Appellant's eviction action and claim for past due rent are asserted directly against sublessee Toye. The rule filed by the appellant *210 alleges Toye's occupancy of the premises without either a lease agreement with the appellant or a recorded lease agreement with any previous owner of the property, and further alleges Toye's failure to comply with the legal notice to vacate the premises already served on him. The rule also avers that the appellant is entitled to collect reasonable rent from Toye for the period of his occupancy of the premises. Telephone Servicers' intervention petition opposes the appellant's rule based on the existence of its recorded lease with the original owners and its authorized sublease with defendant Toye.
In his first assignment of error, the appellant concedes that Telephone Servicers' intervention could be properly filed anytime prior to the hearing on the eviction rule, but he argues that it was error for the trial court to hear the intervention rule at the trial of the eviction rule. He contends that an intervention is subject to the procedural rules for ordinary proceedings, including the requirement of La.-C.C.P. Article 1571 A(2) that an answer be filed prior to assignment of the matter for trial.
La.-C.C.P. Article 1031 classifies an intervention as an incidental demand, and La.-C.C.P. Article 1036 directs that the mode of procedure employed in the incidental action shall be the same as that used in the principal action, unless otherwise specified. The principal action in this case is an eviction instituted by the appellant by a rule to show cause, as authorized by La.-C.C.P. Article 4731 A[1] and is a summary proceeding governed by La.-C.C.P. Articles 2591-2596. Intern. Matex Tank Terminals v. System Fuels, 398 So.2d 1029 (La.1981). The intervention filed by appellee Telephone Servicers is therefore also subject to the summary proceeding articles, and Article 2593 specifies that an answer is not generally required in summary proceedings.

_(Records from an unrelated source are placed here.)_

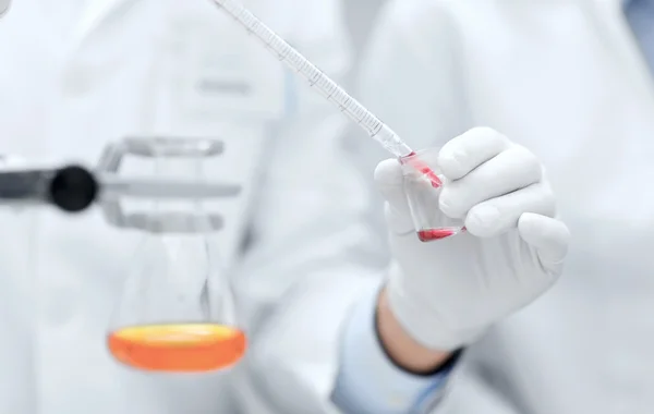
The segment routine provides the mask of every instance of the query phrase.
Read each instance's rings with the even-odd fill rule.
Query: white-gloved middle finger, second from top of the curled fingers
[[[535,156],[523,147],[514,146],[444,186],[440,210],[449,217],[463,218],[475,205],[537,183],[542,176]]]

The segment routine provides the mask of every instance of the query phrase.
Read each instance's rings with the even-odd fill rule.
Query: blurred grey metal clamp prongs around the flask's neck
[[[96,168],[96,172],[109,178],[118,174],[126,156],[146,158],[209,158],[221,155],[223,144],[210,138],[175,137],[128,137],[109,144]],[[164,183],[165,184],[165,183]],[[211,191],[202,196],[177,195],[177,198],[226,198],[240,194],[241,186],[235,184],[210,184]],[[107,222],[118,228],[138,229],[154,233],[197,233],[222,229],[225,221],[217,214],[157,211],[125,214],[120,199],[106,198],[100,203]]]

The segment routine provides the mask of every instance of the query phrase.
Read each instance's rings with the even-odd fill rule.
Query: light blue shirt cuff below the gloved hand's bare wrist
[[[372,291],[364,297],[344,326],[331,400],[348,414],[427,413],[443,397],[451,367],[433,376],[397,367],[377,339],[377,295]]]

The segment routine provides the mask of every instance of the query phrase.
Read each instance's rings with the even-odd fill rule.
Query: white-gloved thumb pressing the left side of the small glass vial
[[[386,200],[385,216],[388,228],[397,234],[407,234],[414,230],[403,182],[402,167],[397,159],[387,159],[377,165],[375,184]]]

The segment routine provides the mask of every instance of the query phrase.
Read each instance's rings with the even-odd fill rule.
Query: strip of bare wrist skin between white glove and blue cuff
[[[421,345],[402,328],[388,304],[386,288],[377,297],[375,326],[388,357],[401,369],[414,375],[433,375],[460,352],[432,350]]]

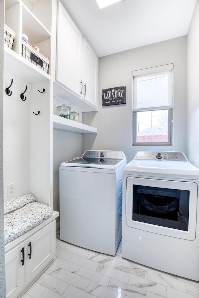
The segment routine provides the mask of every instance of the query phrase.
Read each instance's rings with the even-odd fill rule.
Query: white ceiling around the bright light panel
[[[95,0],[61,0],[99,56],[186,35],[196,0],[123,0],[99,10]]]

The lack of an answer to appellee's intervention in this case posed no obstacle to the trial court's hearing that intervention at the trial of the appellant's eviction rule.
We are also unpersuaded by the appellant's contention that he was surprised and prejudiced by the hearing of the intervention, having only received a copy of the intervention petition on the morning of the trial.